Os cassinos norte-americanos usam o Modelo de Reno de jogo responsável voltado para os apostadores através de campanhas de conscientização e de responsabilidade compartilhada. Segundo as avaliações cientificas, a decisão final de jogar ou não está no indivíduo e os consumidores devem tomar suas decisões.  

“De 95 a 98% dos clientes dos cassinos fazem o jogo responsável e pequenos grupos podem apresentar problemas com jogo. A AGA desenvolveu um código de conduta e todos os cassinos usam este código”, comentou.

Dentro deste código de conduta estão as principais medidas como a idade mínima de 21 anos para que as pessoas possam ingressar nos cassinos, o mandato de auto-exclusão e os tratamentos terapêuticos para os jogadores compulsivos.  

“Os cassinos têm que conhecer os seus clientes”, finalizou.

O especialista recomendou o site da Centro Nacional para o Jogo Responsável – NCRG como referência para programas de jogo responsável.

A ex-prefeita de Las Vegas e representante do Caesars Entertainment, Jan Jones abordou vários temas sobre jogo responsável e exemplos de como alguns países tratam o tema.  Os cassinos de Singapura limitaram a entrada das pessoas pelas condições econômicas, pois existe cobrança na entrada de US$ 300 para os moradores do país.  Nos Estados Unidos e Canada, as apostas a partir de US$ 1 mil é obrigatória a identificação do apostador.

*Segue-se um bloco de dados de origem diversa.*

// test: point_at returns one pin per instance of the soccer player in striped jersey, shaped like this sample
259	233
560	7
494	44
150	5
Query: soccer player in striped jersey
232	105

A especialista comentou que o mecanismo da auto-exclusão é muito bem-sucedido nos Estados Unidos e em vários outros países. Nos EUA a AGA tem mais de 50 mil pessoas que pediram para serem excluídas. Caso um destes apostador ganhe em um cassino, o dinheiro será entregue para caridade. Nos Estados Unidos o jogador patológico é quem define o tempo que ele será excluído, além disso o cassino também tem a opção de excluir o cliente e os funcionários podem evitar a entrada deles nos cassinos.

“Os cassinos não querem estes clientes”, comentou Jan Jones.

O Diretor do Serviço de Regulação e Inspeção de Jogos do Ministério da Economia Portugal, Paulo Lopes disse que no seu país o apostador pode pedir para ser excluído dos cassinos de 1 a 5 anos.

Alan Feldman comentou que a auto-exclusão coloca a situação nas mãos do jogador, além de ter a opção de ser excluir por um de seus familiares.

“A responsabilidade do cassino é não permitir que a pessoa auto-excluída entre nos estabelecimentos”, comentou Feldman.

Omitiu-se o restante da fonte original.